Jugée éphémère, conjoncturelle, opportuniste, voire contre-nature, au gré des humeurs et des opinions, l’alliance conclue par LO et la LCR à l’occasion des élections européennes ne se voyait pas prédire un grand avenir. Son terme était donné d’avance : au soir du 13 juin chacune des deux organisations révolutionnaires irait de nouveau son chemin. Peu croyaient en la possibilité d’un prolongement. Encore moins militaient réellement pour.

Il est vrai qu’elle venait après une décennie durant laquelle LO et la LCR s’étaient mutuellement ignorées. Il est vrai que sa nécessité s’est d’abord imposée à cause du système de scrutin des européennes et l’obligation de passer la barre des 5 % pour avoir des élus et obtenir un remboursement. Il est vrai surtout que les différences de stratégie, de tactique ou de style d’intervention rendent l’idée d’une fusion dans un même parti impensable sans changements d’envergure, que les élections avaient peu de chance d’amener... et qu’elles n’ont pas amenés.
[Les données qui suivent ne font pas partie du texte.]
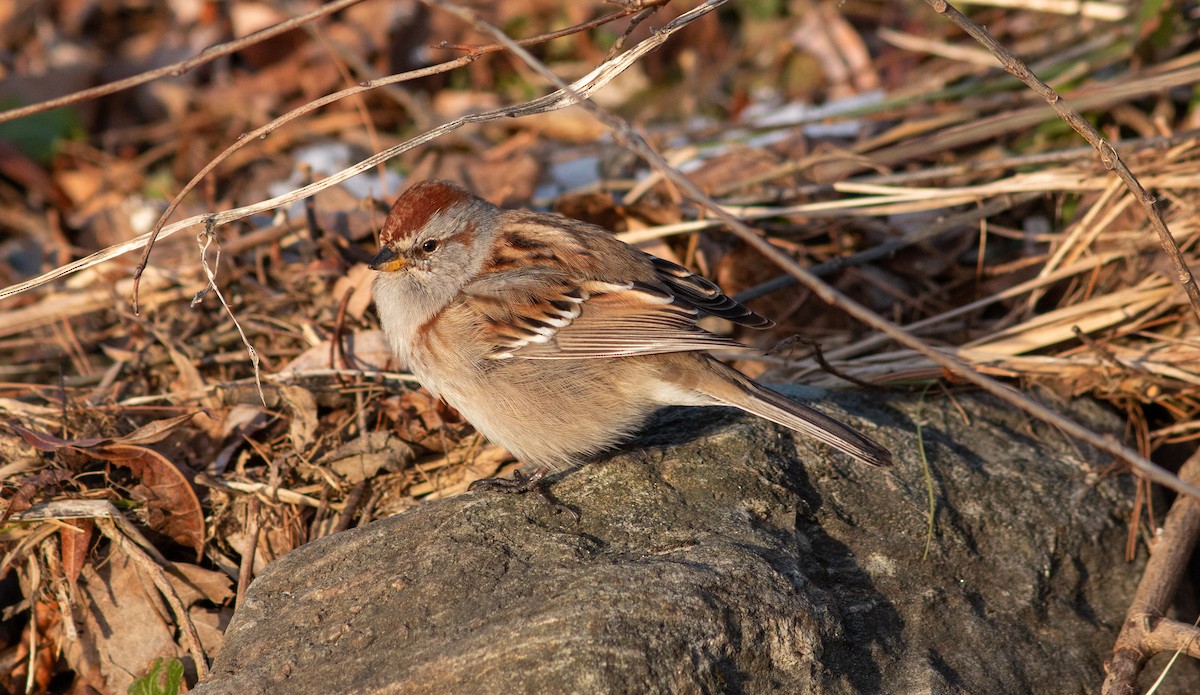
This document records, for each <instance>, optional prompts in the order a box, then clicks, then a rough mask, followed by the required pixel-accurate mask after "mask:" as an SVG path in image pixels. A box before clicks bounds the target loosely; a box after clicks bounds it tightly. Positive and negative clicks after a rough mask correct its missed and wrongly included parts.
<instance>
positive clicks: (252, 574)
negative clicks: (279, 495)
mask: <svg viewBox="0 0 1200 695" xmlns="http://www.w3.org/2000/svg"><path fill="white" fill-rule="evenodd" d="M260 505H262V503H260V502H259V501H258V498H257V497H251V498H250V503H248V504H247V505H246V546H245V547H244V549H242V552H241V564H239V565H238V598H236V599H235V600H236V601H238V603H236V604H234V605H235V606H238V607H239V609H240V607H241V605H242V601H244V600H246V587H248V586H250V580H251V579H252V577H253V575H254V556H256V555H257V553H258V525H259V521H258V513H259V507H260Z"/></svg>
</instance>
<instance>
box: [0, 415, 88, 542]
mask: <svg viewBox="0 0 1200 695" xmlns="http://www.w3.org/2000/svg"><path fill="white" fill-rule="evenodd" d="M22 436H24V435H22ZM26 441H28V439H26ZM72 475H74V474H73V473H72V472H70V471H65V469H62V468H50V469H48V471H42V472H41V473H38V474H37V475H30V477H29V478H26V479H24V480H22V483H20V487H18V489H17V492H14V493H13V496H12V499H11V501H8V505H7V507H6V508H5V510H4V515H2V516H0V521H8V517H10V516H12V514H13V513H14V511H25V510H26V509H29V505H30V503H31V502H32V501H34V496H35V495H37V493H38V492H40V491H42V490H46V489H47V487H49V486H52V485H58V484H59V483H62V481H64V480H70V479H71V477H72Z"/></svg>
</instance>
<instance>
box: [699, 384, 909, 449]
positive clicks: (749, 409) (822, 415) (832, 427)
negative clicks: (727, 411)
mask: <svg viewBox="0 0 1200 695" xmlns="http://www.w3.org/2000/svg"><path fill="white" fill-rule="evenodd" d="M712 366H713V367H714V369H715V370H718V371H727V373H726V375H724V376H725V377H726V379H721V381H725V382H726V383H728V385H730V388H728V389H721V391H724V393H712V391H709V393H708V395H709V396H712V397H714V399H716V400H718V401H720V402H722V403H725V405H727V406H733V407H736V408H740V409H743V411H745V412H748V413H752V414H755V415H758V417H760V418H766V419H767V420H770V421H772V423H776V424H779V425H782V426H785V427H788V429H791V430H796V431H797V432H800V433H804V435H808V436H810V437H812V438H815V439H820V441H821V442H824V443H826V444H829V445H830V447H833V448H834V449H839V450H841V451H845V453H846V454H850V455H851V456H853V457H854V459H858V460H859V461H862V462H864V463H870V465H871V466H890V465H892V453H890V451H888V450H887V449H884V448H883V447H881V445H878V444H876V443H875V442H872V441H871V439H870V438H868V437H866V436H865V435H863V433H860V432H858V431H857V430H854V429H853V427H850V426H847V425H842V424H841V423H839V421H838V420H834V419H833V418H830V417H829V415H826V414H824V413H821V412H817V411H815V409H812V408H810V407H808V406H805V405H803V403H797V402H796V401H793V400H791V399H788V397H786V396H784V395H782V394H779V393H776V391H773V390H770V389H768V388H767V387H764V385H762V384H760V383H758V382H755V381H754V379H751V378H750V377H748V376H745V375H743V373H742V372H739V371H737V370H734V369H733V367H730V366H727V365H725V364H722V363H719V361H716V360H712Z"/></svg>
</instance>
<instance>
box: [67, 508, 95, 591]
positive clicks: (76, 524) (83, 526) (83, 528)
mask: <svg viewBox="0 0 1200 695" xmlns="http://www.w3.org/2000/svg"><path fill="white" fill-rule="evenodd" d="M62 523H64V525H65V526H64V527H62V528H60V529H59V543H60V544H61V545H62V574H65V575H66V577H67V583H70V585H71V593H72V595H73V594H74V593H76V582H77V581H78V580H79V573H82V571H83V567H84V564H85V563H86V561H88V549H89V547H90V546H91V537H92V535H94V533H95V531H96V522H95V521H92V520H90V519H64V520H62ZM68 527H73V529H72V528H68Z"/></svg>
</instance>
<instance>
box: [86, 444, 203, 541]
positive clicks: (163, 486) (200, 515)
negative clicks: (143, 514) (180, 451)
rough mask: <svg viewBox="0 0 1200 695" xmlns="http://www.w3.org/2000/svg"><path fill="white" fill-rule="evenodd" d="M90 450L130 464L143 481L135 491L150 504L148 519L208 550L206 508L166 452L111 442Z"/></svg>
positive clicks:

L’alliance LO-LCR confirmée

Au lendemain des élections les militants des deux courants qui publient Convergences Révolutionnaires, minorités de la LCR et de LO qui ont milité depuis longtemps pour le rapprochement et la collaboration, peuvent enregistrer avec satisfaction la volonté nouvelle manifestée par leurs deux organisations de le poursuivre.

Nous n’avons pas plus que d’autres de garanties sur l’avenir de l’alliance LCR-LO. Il dépend non seulement du maintien de cette volonté nouvelle mais des évènements à venir et du climat social et politique. A ses détracteurs, car il y en a toujours, il faut pourtant faire remarquer que les raisons qu’ont LO et la LCR de maintenir leurs liens, sinon de les approfondir, ne sont ni électoralistes ni conjoncturelles.

Le résultat des européennes est une de ces raisons. La liste commune ayant passé la barre des 5 % et ayant cinq élus LO et LCR au Parlement européen, ceux-ci et leurs organisations sont confrontés à la responsabilité de répondre mutuellement de l’attitude et de la politique des élus de l’autre organisation. Ils se sont présentés ensemble et sur une plate-forme commune devant les électeurs. Comme nous l’écrivions dans le numéro précédent de cette revue, numéro de mai-juin, l’engagement de former un groupe (sinon officiel, car le nombre d’élus est insuffisant, du moins de fait) et de se concerter systématiquement est bien le moindre qui devait être pris dans ces circonstances. LO et la LCR l’ont pris. Cela ne garantit pas la politique qui sera défendue. Mais cela a valeur de symbole. C’est une sorte d’engagement non seulement pour les élus mais pour les deux organisations toutes entières de continuer ensemble sur la lancée des élections. Comment serait-il possible de former un même groupe, se concerter systématiquement, défendre une politique commune chaque fois que c’est possible au Parlement européen, mais pas possible partout ailleurs, en particulier sur les autres terrains d’intervention bien plus importants du point de vue des révolutionnaires ?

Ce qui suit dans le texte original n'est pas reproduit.